Today we celebrate the Solemnity of the Most Holy Trinity. The Trinity is a core teaching of our faith, in fact, that is how we define a Christian in general is if they believe in the Trinity or not. At the same time, the Trinity is a very difficult concept to preach about, most preachers really struggle this weekend with what to say, how to define it, how to talk about God as three in one, it is such a mystery.
So, instead of trying to find an analogy that is inevitably heretical, I just want to highlight a couple of things from the Catechism. First, the Catechism of the Catholic Church, paragraph 234, says: “The mystery of the Most Holy Trinity is the central mystery of Christian faith and life. It is the mystery of God in himself. It is therefore the source of all the other mysteries of faith, the light that enlightens them. It is the most fundamental and essential teaching in the ‘hierarchy of the truths of faith.’”
That is a really strong statement. The… Trinity is the central mystery of Christian faith and life. the mystery of God in himself… the source of all the other mysteries of faith… the most fundamental and essential teaching…
How do we reconcile this, something so important to our faith yet so difficult to understand? Well I believe the best thing we can do is just to live it. It is simply just to enter into it, to pray to the Father, and to the Son, and to the Holy Spirit, to get to know them all individually, and as we do, we will begin to know them collectively as one.

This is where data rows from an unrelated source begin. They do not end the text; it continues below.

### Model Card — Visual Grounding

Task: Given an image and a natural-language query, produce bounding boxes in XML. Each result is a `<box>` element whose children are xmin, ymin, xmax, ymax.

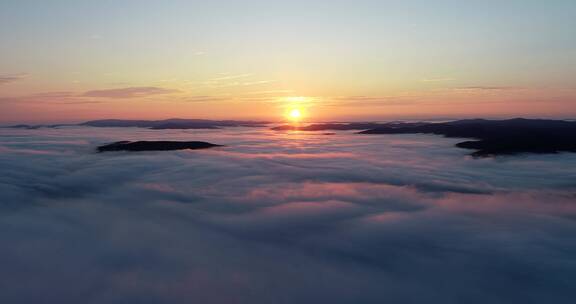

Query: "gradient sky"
<box><xmin>0</xmin><ymin>0</ymin><xmax>576</xmax><ymax>123</ymax></box>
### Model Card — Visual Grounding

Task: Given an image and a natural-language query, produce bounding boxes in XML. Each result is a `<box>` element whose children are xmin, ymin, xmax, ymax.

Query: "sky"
<box><xmin>0</xmin><ymin>127</ymin><xmax>576</xmax><ymax>304</ymax></box>
<box><xmin>0</xmin><ymin>0</ymin><xmax>576</xmax><ymax>123</ymax></box>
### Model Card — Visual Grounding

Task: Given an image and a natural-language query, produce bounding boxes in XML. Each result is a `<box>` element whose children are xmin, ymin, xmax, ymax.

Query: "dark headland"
<box><xmin>97</xmin><ymin>141</ymin><xmax>221</xmax><ymax>152</ymax></box>
<box><xmin>275</xmin><ymin>118</ymin><xmax>576</xmax><ymax>157</ymax></box>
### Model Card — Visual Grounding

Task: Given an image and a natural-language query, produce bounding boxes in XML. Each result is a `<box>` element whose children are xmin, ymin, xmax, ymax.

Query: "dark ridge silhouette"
<box><xmin>272</xmin><ymin>122</ymin><xmax>381</xmax><ymax>131</ymax></box>
<box><xmin>80</xmin><ymin>118</ymin><xmax>268</xmax><ymax>130</ymax></box>
<box><xmin>359</xmin><ymin>118</ymin><xmax>576</xmax><ymax>157</ymax></box>
<box><xmin>97</xmin><ymin>141</ymin><xmax>221</xmax><ymax>152</ymax></box>
<box><xmin>0</xmin><ymin>124</ymin><xmax>75</xmax><ymax>130</ymax></box>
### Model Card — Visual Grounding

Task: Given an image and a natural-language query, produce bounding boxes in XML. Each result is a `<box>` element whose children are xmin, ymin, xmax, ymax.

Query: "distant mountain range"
<box><xmin>273</xmin><ymin>118</ymin><xmax>576</xmax><ymax>157</ymax></box>
<box><xmin>6</xmin><ymin>118</ymin><xmax>269</xmax><ymax>130</ymax></box>
<box><xmin>8</xmin><ymin>118</ymin><xmax>576</xmax><ymax>157</ymax></box>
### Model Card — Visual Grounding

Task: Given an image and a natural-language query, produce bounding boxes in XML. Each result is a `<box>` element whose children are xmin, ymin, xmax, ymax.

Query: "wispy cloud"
<box><xmin>0</xmin><ymin>128</ymin><xmax>576</xmax><ymax>304</ymax></box>
<box><xmin>0</xmin><ymin>73</ymin><xmax>28</xmax><ymax>85</ymax></box>
<box><xmin>83</xmin><ymin>87</ymin><xmax>179</xmax><ymax>98</ymax></box>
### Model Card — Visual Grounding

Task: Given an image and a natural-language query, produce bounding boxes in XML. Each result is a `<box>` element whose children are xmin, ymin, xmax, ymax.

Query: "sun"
<box><xmin>286</xmin><ymin>108</ymin><xmax>304</xmax><ymax>122</ymax></box>
<box><xmin>290</xmin><ymin>109</ymin><xmax>302</xmax><ymax>120</ymax></box>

Now, I was thinking about this in the context of the Sports World - we are in the middle of a great week of sports. Tonight (Last Night) the National Hockey League championship begins. The National Basketball Association championship will have game two tomorrow (today). Iowa is in the NCAA tournament for baseball, and Major League Baseball is well underway, with the Cubs and Cardinals battling for last place in the division. But besides them, a lot of good sports.

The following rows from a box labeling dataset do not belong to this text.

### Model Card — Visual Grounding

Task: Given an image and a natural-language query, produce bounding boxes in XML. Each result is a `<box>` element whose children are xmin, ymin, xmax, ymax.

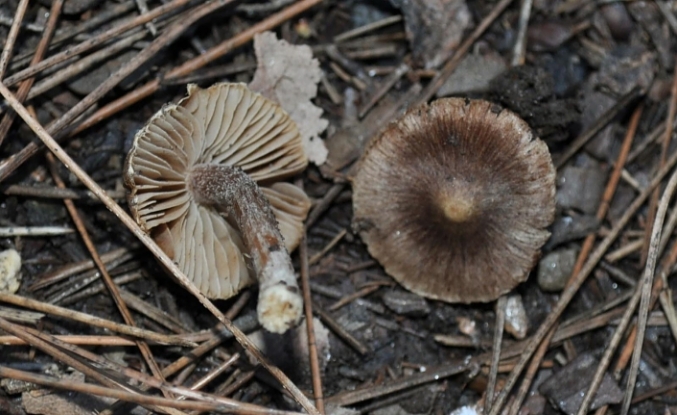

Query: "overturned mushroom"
<box><xmin>125</xmin><ymin>84</ymin><xmax>310</xmax><ymax>333</ymax></box>
<box><xmin>353</xmin><ymin>98</ymin><xmax>555</xmax><ymax>303</ymax></box>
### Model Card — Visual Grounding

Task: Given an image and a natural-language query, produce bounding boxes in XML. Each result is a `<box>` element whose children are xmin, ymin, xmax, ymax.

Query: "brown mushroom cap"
<box><xmin>125</xmin><ymin>83</ymin><xmax>310</xmax><ymax>298</ymax></box>
<box><xmin>353</xmin><ymin>98</ymin><xmax>555</xmax><ymax>303</ymax></box>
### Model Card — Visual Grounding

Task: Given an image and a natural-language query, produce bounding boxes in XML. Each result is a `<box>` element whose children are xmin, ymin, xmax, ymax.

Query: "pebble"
<box><xmin>505</xmin><ymin>295</ymin><xmax>529</xmax><ymax>340</ymax></box>
<box><xmin>383</xmin><ymin>290</ymin><xmax>430</xmax><ymax>317</ymax></box>
<box><xmin>557</xmin><ymin>166</ymin><xmax>607</xmax><ymax>214</ymax></box>
<box><xmin>0</xmin><ymin>249</ymin><xmax>21</xmax><ymax>294</ymax></box>
<box><xmin>538</xmin><ymin>249</ymin><xmax>577</xmax><ymax>292</ymax></box>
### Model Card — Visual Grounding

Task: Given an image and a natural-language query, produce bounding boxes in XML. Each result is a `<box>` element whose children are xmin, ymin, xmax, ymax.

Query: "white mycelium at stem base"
<box><xmin>188</xmin><ymin>164</ymin><xmax>303</xmax><ymax>333</ymax></box>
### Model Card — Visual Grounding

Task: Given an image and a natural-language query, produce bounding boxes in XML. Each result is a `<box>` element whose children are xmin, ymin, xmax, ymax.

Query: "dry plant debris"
<box><xmin>249</xmin><ymin>32</ymin><xmax>329</xmax><ymax>166</ymax></box>
<box><xmin>390</xmin><ymin>0</ymin><xmax>472</xmax><ymax>69</ymax></box>
<box><xmin>0</xmin><ymin>249</ymin><xmax>21</xmax><ymax>294</ymax></box>
<box><xmin>0</xmin><ymin>0</ymin><xmax>677</xmax><ymax>415</ymax></box>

One thing that I find so interesting when watching sports is seeing everyone wearing their team’s jersey or at the very least their colors. Hats, shirts, socks, anything and everything that can be worn is branded for our favorite teams.
But it’s like why? Why do we do this? I mean I am no different, I have a lot of the gear, Chicago Cubs gear especially. But does it really help the team? Does it make a difference to them?

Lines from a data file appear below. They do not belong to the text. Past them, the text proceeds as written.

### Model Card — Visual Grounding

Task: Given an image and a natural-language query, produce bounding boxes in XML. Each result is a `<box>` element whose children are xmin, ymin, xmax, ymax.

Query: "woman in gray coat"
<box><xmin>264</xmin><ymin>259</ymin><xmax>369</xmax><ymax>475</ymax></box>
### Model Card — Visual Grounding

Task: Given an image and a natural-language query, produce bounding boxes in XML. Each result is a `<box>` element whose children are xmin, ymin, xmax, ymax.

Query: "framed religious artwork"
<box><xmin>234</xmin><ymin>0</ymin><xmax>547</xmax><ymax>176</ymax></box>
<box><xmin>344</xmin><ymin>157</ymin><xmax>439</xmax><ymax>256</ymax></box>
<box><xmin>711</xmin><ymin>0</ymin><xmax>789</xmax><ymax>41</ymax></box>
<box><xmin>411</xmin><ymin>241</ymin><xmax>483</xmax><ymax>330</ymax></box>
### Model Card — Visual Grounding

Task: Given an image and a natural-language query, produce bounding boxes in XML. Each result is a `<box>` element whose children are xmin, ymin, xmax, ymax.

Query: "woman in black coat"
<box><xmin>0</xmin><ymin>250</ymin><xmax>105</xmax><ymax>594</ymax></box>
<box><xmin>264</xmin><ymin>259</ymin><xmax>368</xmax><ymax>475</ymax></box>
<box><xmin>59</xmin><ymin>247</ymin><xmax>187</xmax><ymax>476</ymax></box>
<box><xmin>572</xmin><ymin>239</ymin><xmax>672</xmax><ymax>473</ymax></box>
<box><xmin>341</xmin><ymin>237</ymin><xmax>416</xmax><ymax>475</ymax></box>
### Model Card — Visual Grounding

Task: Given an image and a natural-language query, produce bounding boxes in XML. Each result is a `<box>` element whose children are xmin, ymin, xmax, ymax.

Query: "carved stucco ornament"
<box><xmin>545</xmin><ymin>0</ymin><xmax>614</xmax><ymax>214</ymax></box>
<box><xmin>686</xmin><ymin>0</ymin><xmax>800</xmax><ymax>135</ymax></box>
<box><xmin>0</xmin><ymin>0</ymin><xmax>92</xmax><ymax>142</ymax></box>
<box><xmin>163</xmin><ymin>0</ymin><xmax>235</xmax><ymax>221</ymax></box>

Maybe, it might help them to see their colors, but I think more than anything it helps us to enter into the game, to help us feel as if we are part of it, part of the game, even when we are watching at home on TV we will do this.
Something very similar happens when we come to Mass, we dip our hands in the Holy Water, we make the Sign of the Cross, and we call it the Sign of the Cross, but it is really more the sign of the Trinity: Father, Son and Holy Spirit. It is cross shaped, yes, but the words are Trinitarian, and we almost always do this when we pray, even at home.
This is much like us putting on our Cubs Jersey or our Iowa gear to watch the game, we are entering into the Trinity with our bodies, we are putting Him on, but it is even more important than at a game, this is something that we must do! In fact, we are reaffirming the central mystery of the Christian faith.
So I will close here with a second quote from the Catechism that speaks so well to this, paragraph 260: “The ultimate end of the whole divine economy is the entry of God's creatures into the perfect unity of the Blessed Trinity.” (CCC 260)
What does that mean? It means that our ultimate destiny is entry into the life of the Father, Son and Holy Spirit, into the unity of the Trinity. So the Trinity is not like a math problem or some kind of complicated thing that theologians try to explain with analogies. The Trinity is your destiny. The Trinity is my destiny. The Trinity is the reason the world was made.
The ultimate reason for the whole plan of salvation was so that God’s creatures - us - might enter into the unity and the life of the Most Holy Trinity, of the Blessed Trinity. Because at the end of the day, Christianity isn’t about an idea, it’s about a God who is personal. In fact, a God who is tri-personal - three persons - Father, Son and Holy Spirit.